Sometimes it's useful to be able to investigate the behavior of an individual operation (or feature) across a time-series dataset. What are the distribution of outputs, and what types of time series receive low values, and what receive high values?

These types of simple questions for specific features of interest can be investigated using the `TS_FeatureSummary`

function. The function takes in an operation ID as its input (and can also take inputs specifying a custom data source, or custom annotation parameters), and produces a distribution of outputs from that operation across the dataset, with the ability to then annotate time series onto that plot.

For example, the following:

TS_FeatureSummary(100)

Produces the following plot (where 6 points on the distribution have been clicked on to annotate them with short time-series segments):

You can visually see that time series with more autocorrelated patterns through time receive higher values from this operation. Because groups have not been assigned to this dataset, the time series are colored at random.
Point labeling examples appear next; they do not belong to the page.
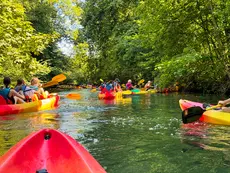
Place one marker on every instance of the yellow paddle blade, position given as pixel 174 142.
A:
pixel 74 96
pixel 93 90
pixel 140 82
pixel 59 78
pixel 49 84
pixel 128 92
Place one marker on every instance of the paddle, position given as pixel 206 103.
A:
pixel 194 113
pixel 93 90
pixel 50 83
pixel 140 81
pixel 59 78
pixel 73 96
pixel 55 80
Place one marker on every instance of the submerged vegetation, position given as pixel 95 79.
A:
pixel 185 42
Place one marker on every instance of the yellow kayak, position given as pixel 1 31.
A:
pixel 34 106
pixel 209 116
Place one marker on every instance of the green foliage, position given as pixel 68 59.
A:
pixel 17 44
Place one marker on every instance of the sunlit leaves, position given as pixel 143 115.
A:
pixel 18 41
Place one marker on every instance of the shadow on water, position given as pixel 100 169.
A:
pixel 131 135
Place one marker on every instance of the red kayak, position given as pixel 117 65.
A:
pixel 49 151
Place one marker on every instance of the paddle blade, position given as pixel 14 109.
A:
pixel 49 84
pixel 93 90
pixel 192 114
pixel 59 78
pixel 73 96
pixel 140 82
pixel 135 90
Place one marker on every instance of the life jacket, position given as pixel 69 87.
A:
pixel 5 94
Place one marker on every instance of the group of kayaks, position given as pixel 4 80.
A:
pixel 113 95
pixel 197 111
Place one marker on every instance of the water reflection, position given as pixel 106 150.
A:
pixel 134 134
pixel 206 136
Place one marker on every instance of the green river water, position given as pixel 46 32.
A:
pixel 139 134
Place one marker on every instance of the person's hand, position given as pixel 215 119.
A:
pixel 221 102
Running TS_FeatureSummary in violin plot mode provides another representation of the same result:

annotateParams = struct('maxL',500);TS_FeatureSummary(4310,'raw',true,annotateParams);

This plots the distribution of feature 4310 from `HCTSA.mat`

as a violin plot, with ten 500-point time series subsegments annotated at different points through the distribution, shown to the right of the plot:

When time series groups have been labeled (using `TS_LabelGroups`

as: `TS_LabelGroups({'seizure','eyesOpen','eyesClosed'},'raw');`

), `TS_FeatureSummary`

will plot the distribution for each class separately, as well as an overall distribution. Annotated points can then be added to each class-specific distributions. In the example shown below, we can see that the 'noisy' class (red) has low values for this feature (`CO_tc3_2_denom`

), whereas the 'periodic' class mostly has high values.

`TS_SingleFeature`

provides a simpler way of seeing the class distributions without annotations, as either kernel-smoothed distributions, as in `TS_FeatureSummary`

, or as violin plots.
See below for example implementations:

opID = 500;makeViolin = false;TS_SingleFeature('raw',opID,makeViolin);

Shows the distributions with classification bar underneath (for where a linear classifier would classify different parts of the space as either noisy or periodic):

opID = 500;makeViolin = true;TS_SingleFeature('raw',opID,makeViolin);

Shows the distributions shown as a violin plot, with means annotated and classification bar to the left:

Note that the title, which gives an indication of the 10-fold cross-validated balanced accuracy of a linear classifier in the space is done on the basis of a single 10-fold split and is stochastic. Thus, as shown above, this can yield slightly different results when repeated. For a more rigorous analysis than this simple indication, the procedure should be repeated many more times to give a converged estimate of the balanced classification accuracy.